Martínez Mus ha hecho estas declaraciones tras reunirse con vecinos afectados por los deslindes y dar la bienvenida a la Federación Mar Nostra, una entidad que nace para agrupar a municipios, asociaciones y vecinos perjudicados por la regresión costera en el tramo comprendido entre Castellón y Sagunto.
En el encuentro, los asistentes han coincidido en la “mala aplicación” de la ley de Costas por parte del Gobierno, según ha recogido la Generalitat, al considerar que esa interpretación está generando situaciones injustas en varios de los deslindes ejecutados.
Una costa que, según la Generalitat, no puede abordarse municipio a municipio
El vicepresidente tercero ha señalado que la constitución de la federación “da buena cuenta de que los problemas de nuestra costa ya no pueden abordarse municipio a municipio”, porque la regresión litoral, la pérdida de playas y la alteración del transporte natural de sedimentos afectan al conjunto del sistema costero y “exigen una respuesta conjunta”.
“Compartimos la idea que inspira esta federación: la costa debe entenderse como un espacio único, continuo e interconectado, donde las actuaciones que se realizan en un punto tienen consecuencias sobre el resto del litoral”, ha afirmado Martínez Mus.
La Generalitat ha subrayado además que dos de los cinco tramos más afectados por la regresión costera de toda España se encuentran en la Comunitat Valenciana. Uno de ellos es el que discurre entre Castellón y Sagunto, precisamente el ámbito sobre el que se ha centrado buena parte del encuentro.

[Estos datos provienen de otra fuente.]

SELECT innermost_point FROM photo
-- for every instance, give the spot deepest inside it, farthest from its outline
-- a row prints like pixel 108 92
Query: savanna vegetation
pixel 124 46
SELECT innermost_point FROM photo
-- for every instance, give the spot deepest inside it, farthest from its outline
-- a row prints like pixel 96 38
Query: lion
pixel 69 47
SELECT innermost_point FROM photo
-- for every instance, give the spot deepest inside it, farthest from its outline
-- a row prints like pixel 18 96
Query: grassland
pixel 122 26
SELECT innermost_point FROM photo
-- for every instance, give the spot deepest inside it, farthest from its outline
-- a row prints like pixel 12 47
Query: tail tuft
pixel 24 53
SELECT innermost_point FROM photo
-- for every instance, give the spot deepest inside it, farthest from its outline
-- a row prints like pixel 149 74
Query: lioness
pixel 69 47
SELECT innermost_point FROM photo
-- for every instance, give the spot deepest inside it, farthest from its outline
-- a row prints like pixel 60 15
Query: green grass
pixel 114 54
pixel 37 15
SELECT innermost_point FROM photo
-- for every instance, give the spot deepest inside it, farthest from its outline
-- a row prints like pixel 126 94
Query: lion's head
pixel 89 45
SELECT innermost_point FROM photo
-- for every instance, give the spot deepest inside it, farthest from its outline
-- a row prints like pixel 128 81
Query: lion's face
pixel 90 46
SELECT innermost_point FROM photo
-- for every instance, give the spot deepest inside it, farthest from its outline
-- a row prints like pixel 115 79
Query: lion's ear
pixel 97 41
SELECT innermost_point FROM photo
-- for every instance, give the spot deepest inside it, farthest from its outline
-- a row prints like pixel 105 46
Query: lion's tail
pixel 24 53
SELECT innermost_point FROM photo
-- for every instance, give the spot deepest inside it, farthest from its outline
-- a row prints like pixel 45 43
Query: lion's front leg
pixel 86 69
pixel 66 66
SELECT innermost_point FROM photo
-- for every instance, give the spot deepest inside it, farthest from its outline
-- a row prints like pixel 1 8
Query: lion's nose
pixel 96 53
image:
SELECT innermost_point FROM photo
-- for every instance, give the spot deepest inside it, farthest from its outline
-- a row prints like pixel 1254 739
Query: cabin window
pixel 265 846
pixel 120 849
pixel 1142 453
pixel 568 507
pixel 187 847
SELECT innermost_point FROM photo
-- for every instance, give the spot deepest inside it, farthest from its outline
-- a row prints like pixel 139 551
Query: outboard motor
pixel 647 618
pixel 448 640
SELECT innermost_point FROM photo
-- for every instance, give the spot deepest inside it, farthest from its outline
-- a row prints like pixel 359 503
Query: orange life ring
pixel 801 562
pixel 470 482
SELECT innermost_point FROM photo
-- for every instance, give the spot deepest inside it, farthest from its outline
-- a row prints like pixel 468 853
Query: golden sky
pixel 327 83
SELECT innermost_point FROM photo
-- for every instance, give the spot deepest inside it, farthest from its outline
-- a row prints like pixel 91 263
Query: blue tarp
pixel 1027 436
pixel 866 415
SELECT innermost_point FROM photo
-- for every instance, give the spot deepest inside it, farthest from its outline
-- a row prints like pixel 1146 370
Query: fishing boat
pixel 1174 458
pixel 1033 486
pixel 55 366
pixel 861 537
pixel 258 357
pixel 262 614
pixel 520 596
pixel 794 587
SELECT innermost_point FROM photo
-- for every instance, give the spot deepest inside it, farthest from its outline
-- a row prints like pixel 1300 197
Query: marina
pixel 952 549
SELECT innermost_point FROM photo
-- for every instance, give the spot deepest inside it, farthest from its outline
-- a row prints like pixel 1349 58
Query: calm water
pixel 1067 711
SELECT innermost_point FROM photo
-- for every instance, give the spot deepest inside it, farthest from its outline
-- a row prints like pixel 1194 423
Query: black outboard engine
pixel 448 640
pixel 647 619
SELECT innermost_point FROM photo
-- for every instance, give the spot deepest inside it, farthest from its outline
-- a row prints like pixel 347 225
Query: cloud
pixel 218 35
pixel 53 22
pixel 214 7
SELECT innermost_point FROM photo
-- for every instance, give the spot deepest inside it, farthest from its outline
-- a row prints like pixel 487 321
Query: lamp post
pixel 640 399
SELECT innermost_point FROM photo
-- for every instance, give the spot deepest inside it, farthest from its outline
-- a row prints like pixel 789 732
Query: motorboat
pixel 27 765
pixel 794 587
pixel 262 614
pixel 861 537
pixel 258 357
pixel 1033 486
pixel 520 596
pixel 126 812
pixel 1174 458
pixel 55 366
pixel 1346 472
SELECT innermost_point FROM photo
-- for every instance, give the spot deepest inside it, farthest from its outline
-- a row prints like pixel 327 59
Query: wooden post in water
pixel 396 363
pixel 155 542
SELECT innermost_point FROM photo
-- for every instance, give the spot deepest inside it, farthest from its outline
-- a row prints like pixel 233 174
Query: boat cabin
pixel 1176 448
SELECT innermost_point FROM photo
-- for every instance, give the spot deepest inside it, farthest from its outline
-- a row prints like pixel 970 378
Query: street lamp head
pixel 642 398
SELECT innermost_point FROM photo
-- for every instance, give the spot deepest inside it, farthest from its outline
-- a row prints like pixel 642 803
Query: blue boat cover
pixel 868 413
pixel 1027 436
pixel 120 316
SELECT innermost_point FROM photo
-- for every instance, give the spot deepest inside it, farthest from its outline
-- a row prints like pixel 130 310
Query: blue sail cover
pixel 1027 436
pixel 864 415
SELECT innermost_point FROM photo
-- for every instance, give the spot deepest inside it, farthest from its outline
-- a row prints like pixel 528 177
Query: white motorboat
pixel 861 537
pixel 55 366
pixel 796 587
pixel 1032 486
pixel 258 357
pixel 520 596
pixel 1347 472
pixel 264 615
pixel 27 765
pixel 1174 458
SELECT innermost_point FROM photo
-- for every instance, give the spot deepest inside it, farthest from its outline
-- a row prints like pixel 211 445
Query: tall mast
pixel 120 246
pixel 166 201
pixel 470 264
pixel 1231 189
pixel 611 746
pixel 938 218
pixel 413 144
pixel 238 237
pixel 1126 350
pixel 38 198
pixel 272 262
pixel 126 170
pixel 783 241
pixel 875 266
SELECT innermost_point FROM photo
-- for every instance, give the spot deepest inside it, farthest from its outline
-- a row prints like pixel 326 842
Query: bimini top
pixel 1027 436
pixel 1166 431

Reclamo de actuaciones pendientes y rechazo a la reforma del reglamento
Martínez Mus ha recordado que el Consell lleva años reclamando al Estado la ejecución de las actuaciones pendientes para proteger la costa. En el caso del tramo Castellón-Sagunto, ha indicado que existe una estrategia aprobada en 2015 que contempla más de una veintena de actuaciones que siguen sin ejecutarse.

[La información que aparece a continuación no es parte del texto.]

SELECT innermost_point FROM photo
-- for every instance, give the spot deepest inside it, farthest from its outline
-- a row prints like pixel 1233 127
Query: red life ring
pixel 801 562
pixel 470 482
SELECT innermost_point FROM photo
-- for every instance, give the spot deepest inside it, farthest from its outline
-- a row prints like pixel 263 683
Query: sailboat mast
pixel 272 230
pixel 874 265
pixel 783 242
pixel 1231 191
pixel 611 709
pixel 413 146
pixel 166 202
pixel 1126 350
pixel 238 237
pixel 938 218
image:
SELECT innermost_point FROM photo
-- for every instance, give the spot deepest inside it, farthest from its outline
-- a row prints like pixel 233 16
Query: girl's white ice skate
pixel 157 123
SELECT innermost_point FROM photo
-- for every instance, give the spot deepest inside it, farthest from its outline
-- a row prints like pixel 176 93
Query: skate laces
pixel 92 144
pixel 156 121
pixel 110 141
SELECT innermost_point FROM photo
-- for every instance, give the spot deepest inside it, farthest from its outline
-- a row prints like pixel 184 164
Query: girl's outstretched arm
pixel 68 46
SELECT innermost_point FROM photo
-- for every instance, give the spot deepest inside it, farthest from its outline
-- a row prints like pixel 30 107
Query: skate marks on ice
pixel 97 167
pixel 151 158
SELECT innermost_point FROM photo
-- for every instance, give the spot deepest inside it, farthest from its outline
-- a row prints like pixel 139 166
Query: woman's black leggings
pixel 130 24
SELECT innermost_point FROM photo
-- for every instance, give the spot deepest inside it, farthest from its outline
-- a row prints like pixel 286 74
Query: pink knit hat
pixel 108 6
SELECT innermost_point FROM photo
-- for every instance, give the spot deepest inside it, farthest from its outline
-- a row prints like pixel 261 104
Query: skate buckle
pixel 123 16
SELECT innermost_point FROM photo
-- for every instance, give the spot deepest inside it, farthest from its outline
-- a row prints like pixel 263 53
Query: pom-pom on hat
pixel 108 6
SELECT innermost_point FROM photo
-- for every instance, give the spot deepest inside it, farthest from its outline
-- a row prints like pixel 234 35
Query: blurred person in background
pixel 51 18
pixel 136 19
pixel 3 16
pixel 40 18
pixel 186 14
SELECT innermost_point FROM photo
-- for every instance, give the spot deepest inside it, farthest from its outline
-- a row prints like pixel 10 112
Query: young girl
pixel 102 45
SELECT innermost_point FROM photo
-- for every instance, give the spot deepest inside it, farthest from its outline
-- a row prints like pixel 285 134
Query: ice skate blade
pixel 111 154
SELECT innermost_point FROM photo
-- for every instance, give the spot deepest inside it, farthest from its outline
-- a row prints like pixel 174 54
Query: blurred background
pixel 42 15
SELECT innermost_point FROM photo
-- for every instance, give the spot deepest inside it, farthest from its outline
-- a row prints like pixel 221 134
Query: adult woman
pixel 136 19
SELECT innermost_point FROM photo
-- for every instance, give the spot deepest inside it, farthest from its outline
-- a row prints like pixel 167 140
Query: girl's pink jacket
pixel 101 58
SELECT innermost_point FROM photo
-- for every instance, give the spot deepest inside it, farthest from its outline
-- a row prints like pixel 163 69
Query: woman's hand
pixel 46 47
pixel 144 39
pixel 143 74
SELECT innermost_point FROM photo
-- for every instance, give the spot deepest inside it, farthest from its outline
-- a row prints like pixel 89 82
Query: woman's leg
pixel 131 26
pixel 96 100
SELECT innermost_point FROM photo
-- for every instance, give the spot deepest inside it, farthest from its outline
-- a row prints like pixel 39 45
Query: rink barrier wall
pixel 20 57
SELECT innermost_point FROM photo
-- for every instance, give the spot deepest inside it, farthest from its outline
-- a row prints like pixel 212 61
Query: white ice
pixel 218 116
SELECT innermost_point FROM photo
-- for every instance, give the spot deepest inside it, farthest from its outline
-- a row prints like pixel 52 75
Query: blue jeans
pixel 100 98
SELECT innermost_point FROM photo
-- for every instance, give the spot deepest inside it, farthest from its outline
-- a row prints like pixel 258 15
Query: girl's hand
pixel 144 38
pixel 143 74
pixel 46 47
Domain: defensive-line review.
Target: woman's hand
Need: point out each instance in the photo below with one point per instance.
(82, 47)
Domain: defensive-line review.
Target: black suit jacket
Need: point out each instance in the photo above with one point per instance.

El vicepresidente tercero ha reiterado también el rechazo de la Generalitat a la modificación del Reglamento General de Costas planteada por el Gobierno, al entender que introduce cambios de enorme trascendencia sin suficientes garantías técnicas y jurídicas. Según ha explicado, la reforma propuesta permite que un único temporal excepcional pueda servir de referencia para fijar deslindes de forma permanente, en sustitución de un criterio técnico que, ha dicho, se ha mantenido durante décadas y se ha basado en fenómenos reiterados.

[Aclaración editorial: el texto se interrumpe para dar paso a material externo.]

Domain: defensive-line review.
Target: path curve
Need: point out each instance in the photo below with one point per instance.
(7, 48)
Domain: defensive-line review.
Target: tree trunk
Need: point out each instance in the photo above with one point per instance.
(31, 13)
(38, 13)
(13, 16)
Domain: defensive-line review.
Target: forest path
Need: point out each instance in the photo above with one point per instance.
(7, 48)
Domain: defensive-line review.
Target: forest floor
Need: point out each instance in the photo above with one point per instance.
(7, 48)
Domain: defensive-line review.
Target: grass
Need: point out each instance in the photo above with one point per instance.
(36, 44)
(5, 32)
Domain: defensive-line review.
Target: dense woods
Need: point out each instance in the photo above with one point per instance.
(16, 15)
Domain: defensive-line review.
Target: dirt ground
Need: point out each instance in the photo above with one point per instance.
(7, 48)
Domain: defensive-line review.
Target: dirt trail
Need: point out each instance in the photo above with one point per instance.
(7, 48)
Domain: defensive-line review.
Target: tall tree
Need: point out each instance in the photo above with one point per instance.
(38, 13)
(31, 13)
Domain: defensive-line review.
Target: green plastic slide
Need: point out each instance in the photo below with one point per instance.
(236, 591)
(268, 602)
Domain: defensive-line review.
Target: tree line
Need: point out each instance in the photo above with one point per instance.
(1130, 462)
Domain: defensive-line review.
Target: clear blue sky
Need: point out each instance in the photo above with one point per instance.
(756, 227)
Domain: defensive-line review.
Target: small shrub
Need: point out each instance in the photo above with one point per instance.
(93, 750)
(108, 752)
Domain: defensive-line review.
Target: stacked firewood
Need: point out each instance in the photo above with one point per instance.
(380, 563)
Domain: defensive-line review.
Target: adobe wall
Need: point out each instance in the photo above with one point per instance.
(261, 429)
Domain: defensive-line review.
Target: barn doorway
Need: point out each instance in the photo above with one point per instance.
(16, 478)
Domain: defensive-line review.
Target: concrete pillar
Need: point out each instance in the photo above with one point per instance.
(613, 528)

En ese contexto, ha defendido que cualquier actuación sobre el dominio público marítimo-terrestre debe apoyarse en criterios técnicos rigurosos, objetivos y consolidados en el tiempo, para dar certidumbre a ciudadanos, ayuntamientos y actividades económicas. La Generalitat, ha añadido, ya ha presentado alegaciones al proyecto normativo estatal y seguirá defendiendo los intereses de la Comunitat Valenciana ante las instancias necesarias.